Abstract Background Guideline recommendations for sulfamethoxazole-trimethoprim (TMP/SMX) in skin and soft tissue infections (SSTIs) are 1 to 2 double strength (DS) tablets by mouth twice daily. Studies suggest that weight-based dosing of TMP/SMX for SSTIs has a clinical impact on treatment failures. One study suggested TMP/SMX dosed at < 5mg/kg/day, based on the trimethoprim component, was inadequate for the treatment of SSTIs. There are currently no studies to date that assess the incidence of treatment failures with TMP/SMX dosed at ≥ 5mg/kg/day compared to < 5mg/kg/day. Methods A single center, retrospective chart review was conducted on adult patients diagnosed with a SSTI based on ICD-9/10 codes from January 2009 through August 2021 at University Health Truman Medical Center. Patients included were divided into two groups based on the dosing strategy of TMP/SMX (< 5mg/kg/day or ≥ 5mg/kg/day). The primary and secondary outcome was incidence of treatment failures and incidence of adverse events, respectively. Exploratory variables that may influence treatment failures were also collected. Results A total of 351 patients were included in the analysis with 190 in the < 5mg/kg/day group and 161 in the ≥ 5mg/kg/day group. Patients dosed at ≥ 5mg/kg/day had significantly less treatment failures compared to those dosed at < 5mg/kg/day (17.4% vs 7.5%, p=0.006). After a multivariate analysis, patients dosed with TMP/SMX at ≥ 5mg/kg/day were 58% less likely to have a treatment failure (OR 0.42, 95% CI 0.17 to 0.96, p=0.044). Incidence of adverse events were similar in both groups (p=0.105).

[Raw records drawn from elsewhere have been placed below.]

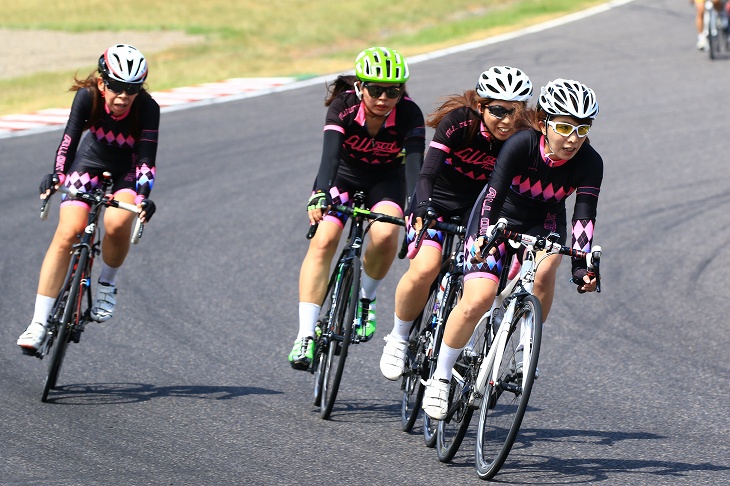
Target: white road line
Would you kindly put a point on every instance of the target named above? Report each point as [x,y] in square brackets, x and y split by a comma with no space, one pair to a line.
[240,88]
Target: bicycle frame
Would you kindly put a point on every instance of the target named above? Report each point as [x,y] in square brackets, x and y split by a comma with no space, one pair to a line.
[511,295]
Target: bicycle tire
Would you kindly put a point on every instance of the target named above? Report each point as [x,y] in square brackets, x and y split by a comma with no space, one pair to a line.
[321,345]
[430,426]
[505,401]
[71,295]
[713,35]
[451,431]
[416,365]
[337,353]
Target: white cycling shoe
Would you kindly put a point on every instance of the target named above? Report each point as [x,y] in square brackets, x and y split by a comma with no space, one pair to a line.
[33,337]
[436,398]
[393,360]
[106,299]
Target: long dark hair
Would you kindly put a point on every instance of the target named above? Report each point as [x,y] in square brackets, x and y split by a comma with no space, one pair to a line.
[90,84]
[473,101]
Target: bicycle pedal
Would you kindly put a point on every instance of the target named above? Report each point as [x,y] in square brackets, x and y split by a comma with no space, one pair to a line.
[30,352]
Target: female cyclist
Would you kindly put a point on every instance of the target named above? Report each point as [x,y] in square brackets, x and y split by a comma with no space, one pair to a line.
[470,130]
[372,129]
[535,172]
[122,121]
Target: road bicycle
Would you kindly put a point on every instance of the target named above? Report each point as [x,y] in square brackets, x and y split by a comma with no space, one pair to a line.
[496,371]
[427,329]
[72,308]
[339,317]
[715,28]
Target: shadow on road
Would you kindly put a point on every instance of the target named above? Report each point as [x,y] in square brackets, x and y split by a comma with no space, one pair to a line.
[113,393]
[525,467]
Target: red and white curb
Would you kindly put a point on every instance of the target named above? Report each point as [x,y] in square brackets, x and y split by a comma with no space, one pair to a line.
[239,88]
[170,100]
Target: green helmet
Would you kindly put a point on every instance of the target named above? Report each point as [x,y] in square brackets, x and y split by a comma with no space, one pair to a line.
[381,65]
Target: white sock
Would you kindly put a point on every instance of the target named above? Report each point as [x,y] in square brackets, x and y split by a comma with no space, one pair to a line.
[43,307]
[369,287]
[108,274]
[401,328]
[445,363]
[308,314]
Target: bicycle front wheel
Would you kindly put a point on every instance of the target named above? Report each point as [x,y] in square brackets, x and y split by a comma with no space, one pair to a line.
[344,306]
[67,308]
[505,399]
[416,365]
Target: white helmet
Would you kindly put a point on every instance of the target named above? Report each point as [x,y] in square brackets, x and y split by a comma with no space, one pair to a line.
[124,63]
[568,97]
[504,83]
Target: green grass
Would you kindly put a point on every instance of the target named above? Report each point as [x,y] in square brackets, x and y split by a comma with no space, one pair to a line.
[247,38]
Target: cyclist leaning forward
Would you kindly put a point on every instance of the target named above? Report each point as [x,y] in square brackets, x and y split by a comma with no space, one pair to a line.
[374,134]
[535,172]
[123,122]
[470,131]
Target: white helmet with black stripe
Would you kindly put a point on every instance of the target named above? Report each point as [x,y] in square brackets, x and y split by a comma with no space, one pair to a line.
[504,83]
[568,97]
[124,63]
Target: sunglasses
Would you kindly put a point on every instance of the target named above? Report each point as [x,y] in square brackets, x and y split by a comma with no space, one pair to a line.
[499,111]
[566,129]
[119,87]
[391,92]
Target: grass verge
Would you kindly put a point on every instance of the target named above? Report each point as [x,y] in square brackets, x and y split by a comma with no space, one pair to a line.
[249,38]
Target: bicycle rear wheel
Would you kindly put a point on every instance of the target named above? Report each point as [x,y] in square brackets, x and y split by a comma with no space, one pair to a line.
[67,310]
[713,33]
[344,306]
[416,365]
[450,432]
[505,399]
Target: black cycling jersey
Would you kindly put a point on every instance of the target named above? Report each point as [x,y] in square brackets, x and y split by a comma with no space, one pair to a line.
[456,169]
[527,186]
[347,141]
[110,144]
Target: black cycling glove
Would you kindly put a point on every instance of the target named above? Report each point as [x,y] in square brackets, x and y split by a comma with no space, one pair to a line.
[148,206]
[48,183]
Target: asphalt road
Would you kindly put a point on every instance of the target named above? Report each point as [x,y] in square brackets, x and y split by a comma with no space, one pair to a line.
[189,383]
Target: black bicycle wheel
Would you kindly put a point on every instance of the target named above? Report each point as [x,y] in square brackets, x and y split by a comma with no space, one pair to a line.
[322,337]
[451,431]
[345,306]
[416,365]
[67,310]
[320,363]
[713,33]
[430,426]
[505,399]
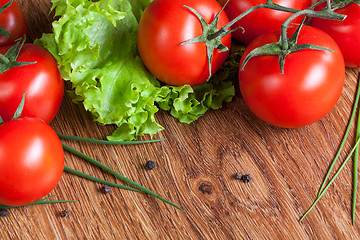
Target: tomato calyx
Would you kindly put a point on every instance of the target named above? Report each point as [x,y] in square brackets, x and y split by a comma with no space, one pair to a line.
[8,60]
[18,111]
[209,36]
[337,4]
[4,32]
[282,51]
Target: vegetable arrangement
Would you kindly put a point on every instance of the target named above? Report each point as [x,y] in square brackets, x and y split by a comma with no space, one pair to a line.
[126,59]
[31,153]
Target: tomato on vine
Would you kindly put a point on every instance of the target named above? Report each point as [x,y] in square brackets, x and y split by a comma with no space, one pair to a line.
[261,20]
[175,40]
[31,69]
[31,161]
[309,87]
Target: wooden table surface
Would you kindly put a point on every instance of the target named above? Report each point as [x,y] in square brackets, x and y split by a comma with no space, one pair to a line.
[195,169]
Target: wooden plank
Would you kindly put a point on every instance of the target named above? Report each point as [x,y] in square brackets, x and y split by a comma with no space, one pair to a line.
[195,168]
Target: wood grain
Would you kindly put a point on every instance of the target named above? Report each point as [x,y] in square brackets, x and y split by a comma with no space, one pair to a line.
[195,169]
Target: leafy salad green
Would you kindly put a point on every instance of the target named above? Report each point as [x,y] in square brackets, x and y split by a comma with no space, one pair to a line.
[95,46]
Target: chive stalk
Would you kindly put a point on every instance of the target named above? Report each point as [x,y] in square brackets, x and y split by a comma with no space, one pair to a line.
[94,179]
[355,178]
[343,140]
[116,174]
[41,201]
[355,151]
[98,141]
[331,181]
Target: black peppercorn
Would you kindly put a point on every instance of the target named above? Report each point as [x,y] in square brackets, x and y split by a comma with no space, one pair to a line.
[150,165]
[106,189]
[65,213]
[246,178]
[238,176]
[3,212]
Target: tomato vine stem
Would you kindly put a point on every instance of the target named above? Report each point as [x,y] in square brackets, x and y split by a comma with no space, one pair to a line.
[324,13]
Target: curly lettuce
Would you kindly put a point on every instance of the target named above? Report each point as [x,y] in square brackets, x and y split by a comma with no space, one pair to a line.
[95,46]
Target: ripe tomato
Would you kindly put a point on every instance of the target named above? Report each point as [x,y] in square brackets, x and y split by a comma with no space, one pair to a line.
[345,33]
[13,20]
[167,23]
[41,82]
[309,88]
[261,20]
[31,161]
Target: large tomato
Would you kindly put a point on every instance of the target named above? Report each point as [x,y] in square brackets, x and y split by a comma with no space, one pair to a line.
[308,89]
[13,20]
[31,161]
[261,20]
[41,82]
[164,25]
[346,33]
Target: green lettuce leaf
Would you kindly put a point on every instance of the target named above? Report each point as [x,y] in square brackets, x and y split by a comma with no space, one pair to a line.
[95,46]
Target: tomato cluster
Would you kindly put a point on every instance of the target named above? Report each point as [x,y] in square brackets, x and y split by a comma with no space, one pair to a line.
[302,90]
[31,155]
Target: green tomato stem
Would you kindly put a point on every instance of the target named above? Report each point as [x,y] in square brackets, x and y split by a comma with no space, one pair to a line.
[111,171]
[326,14]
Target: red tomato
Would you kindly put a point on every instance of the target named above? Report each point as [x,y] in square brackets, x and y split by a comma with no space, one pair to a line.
[345,33]
[13,20]
[261,20]
[31,161]
[41,81]
[309,88]
[167,23]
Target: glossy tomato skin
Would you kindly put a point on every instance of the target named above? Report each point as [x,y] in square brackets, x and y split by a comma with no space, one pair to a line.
[31,161]
[309,88]
[346,33]
[167,23]
[41,82]
[13,20]
[261,20]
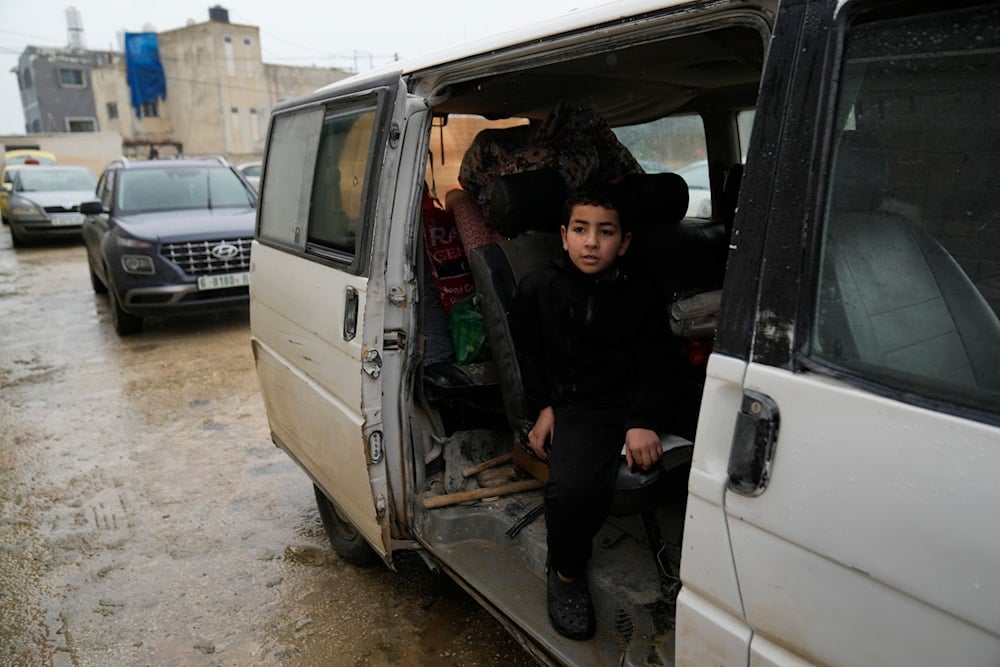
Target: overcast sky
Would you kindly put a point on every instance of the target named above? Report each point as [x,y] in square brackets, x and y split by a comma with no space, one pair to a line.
[330,33]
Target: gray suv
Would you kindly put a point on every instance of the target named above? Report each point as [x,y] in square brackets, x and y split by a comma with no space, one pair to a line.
[169,236]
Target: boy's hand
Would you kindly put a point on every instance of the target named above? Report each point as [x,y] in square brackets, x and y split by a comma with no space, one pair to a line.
[541,432]
[642,447]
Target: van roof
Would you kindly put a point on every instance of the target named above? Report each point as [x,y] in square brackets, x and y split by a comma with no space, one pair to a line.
[656,70]
[557,25]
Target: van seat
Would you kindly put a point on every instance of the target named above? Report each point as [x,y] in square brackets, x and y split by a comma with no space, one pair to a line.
[527,207]
[683,255]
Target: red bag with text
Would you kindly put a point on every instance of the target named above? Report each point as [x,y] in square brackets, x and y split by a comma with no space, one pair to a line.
[445,253]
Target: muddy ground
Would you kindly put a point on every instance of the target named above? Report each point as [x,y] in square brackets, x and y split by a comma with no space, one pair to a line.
[146,518]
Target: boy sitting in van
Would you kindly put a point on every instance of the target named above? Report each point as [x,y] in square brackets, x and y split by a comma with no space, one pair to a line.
[600,365]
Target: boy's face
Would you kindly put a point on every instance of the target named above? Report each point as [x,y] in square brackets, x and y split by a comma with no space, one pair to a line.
[593,239]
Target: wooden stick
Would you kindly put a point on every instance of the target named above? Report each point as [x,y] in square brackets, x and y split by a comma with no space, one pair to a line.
[479,467]
[485,492]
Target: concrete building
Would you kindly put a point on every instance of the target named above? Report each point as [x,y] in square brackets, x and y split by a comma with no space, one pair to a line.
[219,93]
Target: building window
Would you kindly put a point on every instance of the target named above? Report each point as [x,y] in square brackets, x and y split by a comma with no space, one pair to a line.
[254,124]
[81,125]
[227,48]
[71,78]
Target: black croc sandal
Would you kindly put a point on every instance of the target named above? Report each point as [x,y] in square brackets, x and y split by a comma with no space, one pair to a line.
[570,607]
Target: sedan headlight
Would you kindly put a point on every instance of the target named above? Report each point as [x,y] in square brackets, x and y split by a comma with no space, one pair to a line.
[142,264]
[23,209]
[125,242]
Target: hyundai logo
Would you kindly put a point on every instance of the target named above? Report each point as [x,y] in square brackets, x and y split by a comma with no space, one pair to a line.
[225,251]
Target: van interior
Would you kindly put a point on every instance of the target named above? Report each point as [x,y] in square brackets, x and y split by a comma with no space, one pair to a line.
[670,118]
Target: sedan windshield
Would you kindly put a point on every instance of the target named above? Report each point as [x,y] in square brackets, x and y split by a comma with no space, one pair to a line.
[52,180]
[175,188]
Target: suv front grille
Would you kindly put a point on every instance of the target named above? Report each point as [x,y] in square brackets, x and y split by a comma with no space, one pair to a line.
[196,258]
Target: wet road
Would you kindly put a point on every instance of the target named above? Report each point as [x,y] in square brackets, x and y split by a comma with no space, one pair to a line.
[146,519]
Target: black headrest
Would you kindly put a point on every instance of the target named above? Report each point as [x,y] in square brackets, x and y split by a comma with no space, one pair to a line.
[859,173]
[654,199]
[527,201]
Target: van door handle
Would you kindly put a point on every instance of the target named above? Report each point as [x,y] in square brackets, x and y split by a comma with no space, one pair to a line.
[351,314]
[754,440]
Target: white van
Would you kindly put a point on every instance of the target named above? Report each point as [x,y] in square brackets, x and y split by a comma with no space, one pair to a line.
[838,309]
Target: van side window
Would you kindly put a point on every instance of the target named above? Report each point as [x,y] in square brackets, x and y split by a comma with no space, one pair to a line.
[674,144]
[337,207]
[290,161]
[909,284]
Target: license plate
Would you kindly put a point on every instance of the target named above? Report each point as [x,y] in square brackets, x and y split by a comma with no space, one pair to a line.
[224,280]
[67,220]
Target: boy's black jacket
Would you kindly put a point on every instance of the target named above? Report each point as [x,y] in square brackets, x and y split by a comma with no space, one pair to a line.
[600,343]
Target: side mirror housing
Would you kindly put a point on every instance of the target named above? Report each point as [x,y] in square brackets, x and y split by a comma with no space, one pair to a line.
[93,207]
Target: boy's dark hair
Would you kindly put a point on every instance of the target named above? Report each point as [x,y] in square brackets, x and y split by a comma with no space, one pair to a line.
[604,195]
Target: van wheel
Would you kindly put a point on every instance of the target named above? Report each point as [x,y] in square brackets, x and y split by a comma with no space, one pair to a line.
[344,537]
[125,324]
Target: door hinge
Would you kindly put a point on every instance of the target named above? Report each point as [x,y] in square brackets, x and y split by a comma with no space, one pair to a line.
[754,439]
[393,340]
[371,363]
[397,296]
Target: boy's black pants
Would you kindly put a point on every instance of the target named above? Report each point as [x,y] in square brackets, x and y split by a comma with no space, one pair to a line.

Conclusion TMP/SMX dosed at ≥ 5mg/kg/day had significantly fewer treatment failures for SSTIs compared to TMP/SMX dosed at < 5mg/kg/day and was not associated with increased adverse events. These findings suggest that the current recommendations for dosing of TMP/SMX in SSTIs may need to be addressed. Disclosures All Authors: No reported disclosures.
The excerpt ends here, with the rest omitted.